The solemnity of the occasion and the deep grief that one felt at the loss of a soulmate aside, a journey into the countryside of Charsadda never ceases to be reinvigorating. A rutted road and a pall of unremitting dust, gotten worsened by a prolonged dry spell, would do little to dampen one’s spirits. 

So it was this time on this saddest of the days. Sugarcane crop in the fields had reached its maximum height and peasants were busy harvesting. Bulls and oxen driven carts, with their frail wheels screeching and creaking under enormous weight, were transporting sugarcane to the market. Smoke was billowing from the traditional mud-built ‘ganrais’ (mills) where sugarcane was being crushed and boiled in massive cauldrons to produce ‘gur’ (jaggery). 

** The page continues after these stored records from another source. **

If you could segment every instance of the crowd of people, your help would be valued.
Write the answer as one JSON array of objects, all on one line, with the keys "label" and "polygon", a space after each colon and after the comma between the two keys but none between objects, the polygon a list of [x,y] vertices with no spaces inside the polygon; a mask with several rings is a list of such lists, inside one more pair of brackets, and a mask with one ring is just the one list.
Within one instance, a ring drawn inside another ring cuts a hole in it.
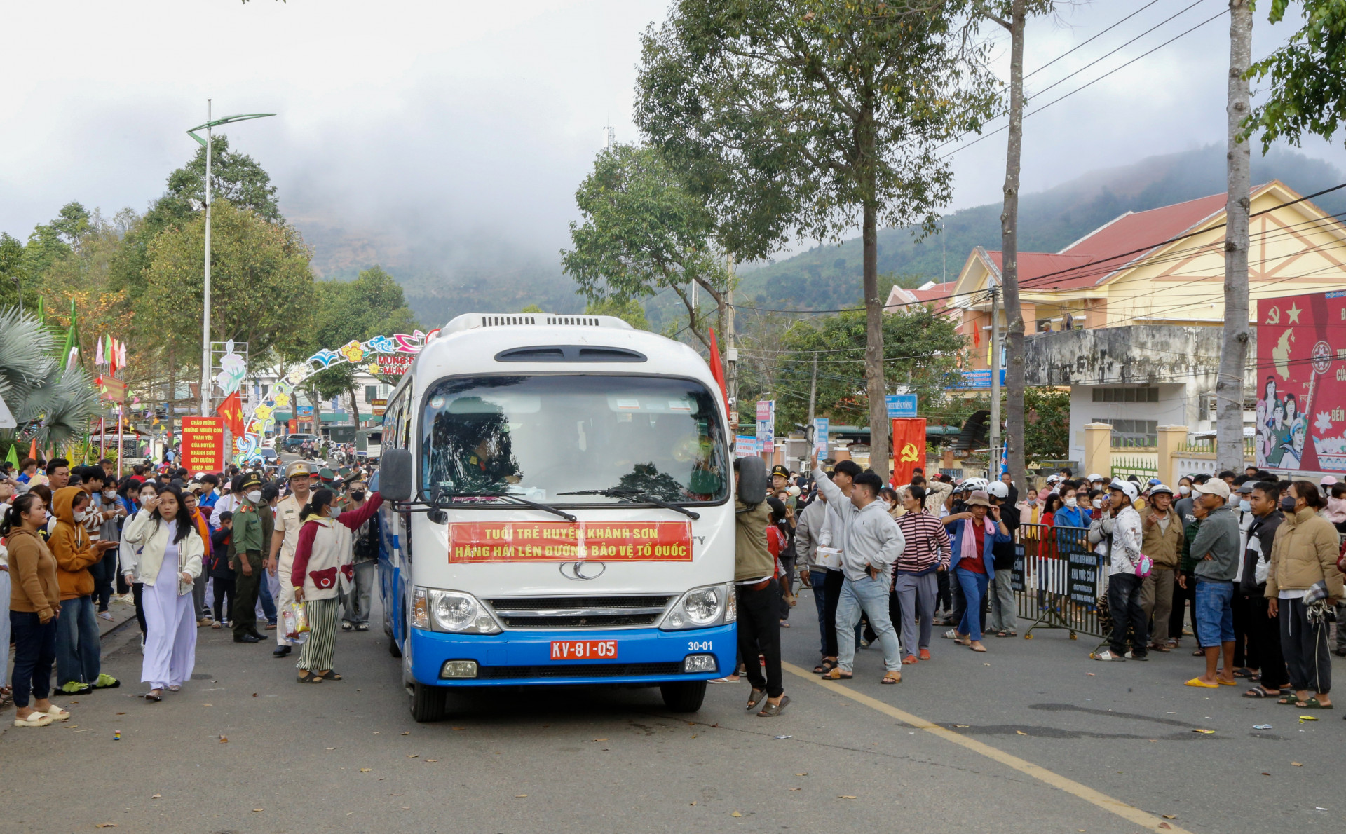
[{"label": "crowd of people", "polygon": [[1333,706],[1338,616],[1333,651],[1346,656],[1346,484],[1331,476],[1280,480],[1248,467],[1174,490],[1062,469],[1020,499],[1008,473],[956,483],[915,469],[884,486],[852,460],[829,460],[808,475],[777,465],[765,500],[736,508],[739,659],[720,681],[746,677],[748,709],[765,699],[763,717],[789,702],[779,630],[795,581],[817,609],[813,671],[849,679],[856,650],[878,643],[880,682],[892,685],[931,659],[935,626],[976,652],[985,634],[1018,636],[1011,581],[1024,542],[1047,558],[1093,554],[1106,646],[1090,658],[1145,660],[1191,635],[1203,665],[1187,686],[1244,682],[1246,698]]},{"label": "crowd of people", "polygon": [[113,472],[62,457],[0,471],[0,646],[15,652],[0,704],[13,701],[15,726],[67,720],[52,694],[121,686],[101,667],[98,617],[114,599],[135,605],[149,704],[191,678],[203,627],[244,644],[273,631],[273,656],[300,647],[300,683],[342,679],[335,634],[369,631],[376,581],[382,496],[365,472],[302,460],[284,476],[192,475],[167,455]]}]

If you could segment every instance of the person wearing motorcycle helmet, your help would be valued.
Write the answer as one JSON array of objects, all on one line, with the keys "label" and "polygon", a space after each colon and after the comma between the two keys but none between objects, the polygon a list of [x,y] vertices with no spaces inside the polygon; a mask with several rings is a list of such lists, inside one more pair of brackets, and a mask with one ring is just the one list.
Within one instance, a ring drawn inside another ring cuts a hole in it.
[{"label": "person wearing motorcycle helmet", "polygon": [[[987,495],[991,496],[991,503],[1000,508],[1000,521],[1004,522],[1012,537],[1019,529],[1019,508],[1010,500],[1010,484],[1004,480],[993,480],[987,484]],[[991,597],[991,619],[987,623],[989,627],[987,631],[993,631],[997,638],[1016,638],[1019,636],[1018,605],[1014,599],[1014,588],[1010,585],[1015,562],[1014,541],[995,542],[991,545],[991,556],[995,560],[996,576],[991,580],[991,588],[987,589],[987,596]]]}]

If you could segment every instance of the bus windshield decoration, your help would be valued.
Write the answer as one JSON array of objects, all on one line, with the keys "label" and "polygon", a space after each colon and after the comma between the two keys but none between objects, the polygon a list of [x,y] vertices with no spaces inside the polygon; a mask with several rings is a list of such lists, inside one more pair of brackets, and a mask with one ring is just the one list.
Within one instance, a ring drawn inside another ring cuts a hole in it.
[{"label": "bus windshield decoration", "polygon": [[615,382],[441,381],[424,400],[423,488],[454,500],[513,494],[553,504],[557,496],[615,503],[641,494],[678,504],[724,500],[728,451],[705,386],[668,377]]}]

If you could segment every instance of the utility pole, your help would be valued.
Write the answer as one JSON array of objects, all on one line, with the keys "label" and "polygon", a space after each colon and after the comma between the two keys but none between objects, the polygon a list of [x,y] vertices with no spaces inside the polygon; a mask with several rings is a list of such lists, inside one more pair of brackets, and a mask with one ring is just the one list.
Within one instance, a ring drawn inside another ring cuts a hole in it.
[{"label": "utility pole", "polygon": [[[725,289],[730,303],[724,311],[724,366],[728,369],[730,402],[734,406],[732,410],[739,413],[739,348],[734,347],[734,256],[724,256],[724,262],[730,277],[730,285]],[[742,420],[742,414],[739,418]],[[735,430],[738,429],[735,428]]]},{"label": "utility pole", "polygon": [[991,453],[987,476],[1000,478],[1000,288],[991,287]]},{"label": "utility pole", "polygon": [[1252,0],[1229,0],[1229,144],[1225,198],[1225,344],[1215,379],[1215,465],[1244,468],[1244,373],[1248,365],[1248,210],[1252,183],[1248,141],[1240,140],[1248,116],[1248,63],[1252,58]]}]

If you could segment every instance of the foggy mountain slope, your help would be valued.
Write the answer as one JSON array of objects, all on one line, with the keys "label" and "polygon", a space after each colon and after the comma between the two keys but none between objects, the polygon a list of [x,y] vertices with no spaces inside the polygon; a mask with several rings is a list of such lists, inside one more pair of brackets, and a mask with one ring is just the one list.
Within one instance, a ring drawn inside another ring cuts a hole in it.
[{"label": "foggy mountain slope", "polygon": [[[1252,182],[1279,179],[1300,194],[1346,180],[1323,160],[1291,151],[1254,153]],[[1019,200],[1019,250],[1058,252],[1125,211],[1144,211],[1225,191],[1225,149],[1209,145],[1183,153],[1086,174]],[[1346,211],[1346,190],[1314,200],[1329,214]],[[975,246],[1000,249],[1000,203],[964,208],[945,217],[948,277],[962,269]],[[879,272],[896,273],[903,285],[944,278],[940,233],[915,239],[907,229],[879,230]],[[835,309],[861,301],[860,239],[816,246],[809,252],[744,272],[739,296],[763,305]]]}]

At one such mill, a young man named Abdullah was feeding dried molasses to the fire burning inside the mud-room under the cauldron. There was another villager, named Abdullah, older than his namesake, who appeared to be in charge of this small establishment. 

This second gentleman was asked if it was possible to have that sticky substance called ‘jaula’ which is one of the many specialties of the jaggery producing process and is presented as a souvenir. ‘Not now,’ he politely informed while adding that it could be made at the time when the sugarcane juice is boiled to its maximum point. 

Perhaps the only symbol of the olden times that was found amiss in the setting was the oxen-driven wheel. Mechanical contraptions had replaced the same. 

Charsadda is known for many traditional handmade products. Among these are what has come to be known as ‘Peshawari Chappal,’ ( a misnomer by all accounts as it appears to be taking the credit away from Charsadda). Charsadda’s homespun cotton cloth makes one’s favourite clothing in winters. 

This fabric was popularised by Khan Abdul Ghaffar Khan (aka Bacha Khan) and his illustrious sons to a degree that people would shop for it with a reference to the revered family. 

One holds a strong belief that there is something of a preternatural serenity and tranquility about the central districts of Khyber Pakhtunkhwa, and in which Charsadda occupies a central place. It was for this reason that Buddhist monks during a time scale that stretches back to more than one and a half millennium selected this land for their meditation.